Complex mathematical models are crucial to the development of today’s autonomous mannequin simulators to predict physiological and pharmacological responses. These models first appeared in screen-based simulators before being integrated into mannequin simulators. The models use mathematical terms to describe the relationship between two or more physiologic parameters and behave similarly to real-life processes. The model acts as an “engine” for the simulator and is affected by learner intervention as well as events scripted by the operator. By accurately generating physiologic responses to learner actions, these models can reduce, for instance, the need for operators to specify moment-to-moment vital signs, significantly reducing the operator’s workload to allow more time for observing learner activity.
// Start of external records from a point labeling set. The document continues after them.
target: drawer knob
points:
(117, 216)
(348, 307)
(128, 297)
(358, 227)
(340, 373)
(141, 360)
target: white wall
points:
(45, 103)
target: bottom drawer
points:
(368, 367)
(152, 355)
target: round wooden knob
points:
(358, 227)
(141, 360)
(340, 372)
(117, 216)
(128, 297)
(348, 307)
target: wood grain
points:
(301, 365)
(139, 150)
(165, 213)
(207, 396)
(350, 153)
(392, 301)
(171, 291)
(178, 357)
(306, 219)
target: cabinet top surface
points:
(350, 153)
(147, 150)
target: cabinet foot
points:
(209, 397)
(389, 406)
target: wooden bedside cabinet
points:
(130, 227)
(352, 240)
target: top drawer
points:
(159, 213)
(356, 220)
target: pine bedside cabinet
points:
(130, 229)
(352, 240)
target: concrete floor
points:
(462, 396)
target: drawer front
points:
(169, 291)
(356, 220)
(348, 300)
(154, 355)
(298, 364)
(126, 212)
Not all patient conditions can be easily modeled. Because of inter-patient variability and the large number of contributing factors, there is no way to predict exactly when, for example, a patient will have a cardiac event. A model can, however, calculate the likelihood of such an event based on the information available.


Fidelity


Fidelity refers to the degree a simulator is able to reproduce a real-world environment. Though levels of fidelity are not formally defined, it is generally accepted that the advanced ­mannequin-based simulators discussed in this chapter are in the higher-fidelity ranges. These “full-scale” or “high-fidelity” simulators are usually found in high-fidelity environments and designed to interact with healthcare providers on both the psychomotor and cognitive domains of learning [1]. Fidelity ultimately depends on the intended application. A mannequin designed for neurologic surgery would not be considered high fidelity in a simulated labor and delivery setting where the objectives focus on techniques of vaginal delivery.

Mannequin features such as realistic heart sounds, palpable pulses, and the ability to speak add to simulation fidelity. Though these advanced features come at a higher cost [2], there are many studies that indicate training with realistic mannequins improves clinical performance (ACLS [3], detection of murmurs [4]), and improves skills with full-mannequin simulators (airway management [5], medical emergencies [6], PALS [7], ACLS [8], trauma management [9]). Conversely, some studies indicate that learners training with higher-fidelity mannequins have no advantage in skills or knowledge compared to learners training with lower-fidelity modalities [1012]. There appears to be insufficient evidence to make a final determination on how fidelity correlates with effectiveness or clinical outcomes. It is important to note, however, that learners consistently report greater satisfaction with more realistic high-fidelity mannequins [12, 13]. In some regards, the most appropriate level of fidelity depends on the learners and the learning objectives. It is important to note that even the most advanced simulators have important limitations and none rival the sophistication of, for instance, flight simulators used by pilots.


Programming Principles


Commonly the simulation scenario will last approximately one-third of the allotted time allowing two-thirds of the time for debriefing (Chaps. 6 and 7). Depending on the complexity of the case, the types of learners, and the learning objectives, the simulation scenario may only last a matter of minutes. Due to this relatively short time frame, clinical treatments such as administering a fluid bolus, which may typically occur over 5 min, often occur over 1 min or even instantly in simulation. These time-scaling properties are generally built into the commonly available programming platforms. When programming these treatment effects on the simulator and monitor, it is important that they do not occur too fast to be unrealistic but not too slow that the intensity of the session is lost.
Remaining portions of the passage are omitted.